# Is Grounding using Armored Cable ok?



## pankaek (Oct 29, 2010)

I know this has been posted before but I've read conflicting reports as to what is ok by NEC.

My house was re-wired with 2-wire armored cable (wired in 1993) so this is not the old armored cable people talk about. I'm assuming armored cable was used because of nails etc. behind the walls.

I've re-wired the 2 prong non grounded outlets with 3 prong grounded outlets. The ground wire is firmly attached to the ground screw on the receptacle and firmly attached to the metal box. The armored cable is firmly clamped to the metal box as well. Ground tests show 110V between the hot and ground and nothing between the neutral and ground.
Is it acceptable to ground outlets like this according to NEC?

What are my other options here? Ideally I'd like to have all properly grounded outlets in the house.
Attached is a photo of the 2-wire armored cable.

Thanks

Mike


----------



## nap (Dec 4, 2007)

Is there a small bare conductor within the metal sheath? If not, you cannot use the sheath as an egc. It's just that simple.


If there is no small bare conductor inside the sheath, yes, that is the old AC (colloquially: BX) cable that everybody talks about.


----------



## pankaek (Oct 29, 2010)

Yes, there's a bare metal wire (see attached photo) from one of the wires I pulled out from the house.
I'm still a bit paranoid that maybe not all the armored cable has this bare wire so I should probably double check every single outlet that's rewired.

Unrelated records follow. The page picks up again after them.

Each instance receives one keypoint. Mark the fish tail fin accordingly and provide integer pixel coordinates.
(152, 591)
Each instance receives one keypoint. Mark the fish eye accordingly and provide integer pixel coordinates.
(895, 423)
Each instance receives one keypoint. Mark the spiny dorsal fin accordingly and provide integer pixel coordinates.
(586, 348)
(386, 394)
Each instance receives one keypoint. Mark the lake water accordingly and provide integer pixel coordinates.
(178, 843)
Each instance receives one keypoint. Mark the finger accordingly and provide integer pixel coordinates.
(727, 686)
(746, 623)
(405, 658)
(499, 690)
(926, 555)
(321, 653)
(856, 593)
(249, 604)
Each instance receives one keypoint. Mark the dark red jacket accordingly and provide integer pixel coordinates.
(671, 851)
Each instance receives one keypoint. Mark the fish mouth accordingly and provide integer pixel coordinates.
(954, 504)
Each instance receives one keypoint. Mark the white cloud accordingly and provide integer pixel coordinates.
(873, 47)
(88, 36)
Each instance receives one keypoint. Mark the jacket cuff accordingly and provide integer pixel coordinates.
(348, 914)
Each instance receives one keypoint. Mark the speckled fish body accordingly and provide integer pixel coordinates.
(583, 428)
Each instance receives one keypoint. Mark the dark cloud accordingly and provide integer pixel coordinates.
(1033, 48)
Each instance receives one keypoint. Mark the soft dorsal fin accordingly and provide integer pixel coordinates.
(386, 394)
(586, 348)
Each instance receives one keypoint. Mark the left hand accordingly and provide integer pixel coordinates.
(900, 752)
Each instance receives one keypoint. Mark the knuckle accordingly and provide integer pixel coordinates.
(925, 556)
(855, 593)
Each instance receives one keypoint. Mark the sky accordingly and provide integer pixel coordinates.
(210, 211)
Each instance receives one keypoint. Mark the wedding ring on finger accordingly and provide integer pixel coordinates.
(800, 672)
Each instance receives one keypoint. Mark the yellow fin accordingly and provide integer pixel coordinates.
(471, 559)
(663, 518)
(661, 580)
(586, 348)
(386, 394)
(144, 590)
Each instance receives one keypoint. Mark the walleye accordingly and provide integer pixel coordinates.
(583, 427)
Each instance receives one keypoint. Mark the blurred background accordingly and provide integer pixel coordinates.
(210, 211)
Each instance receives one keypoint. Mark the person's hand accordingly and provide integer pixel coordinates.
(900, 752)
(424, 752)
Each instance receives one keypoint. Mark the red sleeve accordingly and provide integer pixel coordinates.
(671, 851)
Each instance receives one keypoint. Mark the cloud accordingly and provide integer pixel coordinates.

Also I'm wondering why the electricians didn't originally put in grounded outlets back in 1993.


----------



## nap (Dec 4, 2007)

that is the revised AC cable and the sheath is wholly acceptable as an egc. That is the improvement that came from the problems with the original AC (BX) cable. 

If you have doubts to the modern AC, it surely wouldn't hurt to check.

Why they didn't install grounded outlets in 1993? No idea. They were required in all new installations at that time.


----------



## pankaek (Oct 29, 2010)

Thanks Nap,

appreciate the help. I'm guessing the previous owner had the house rewired but was too cheap to buy new grounded outlets and possibly kept the old ones that were there. I've also replaced all the old light fittings that were in very poor condition and had badly corroded wires. Seems counter productive to redo the wiring but keep the old fittings and outlets.

The joys of an old house!


----------



## nap (Dec 4, 2007)

I always tell people to put the money in the walls rather than something that is easily changed. Changing receps is easy. Running that stuff in the wall, now, is a bear.


----------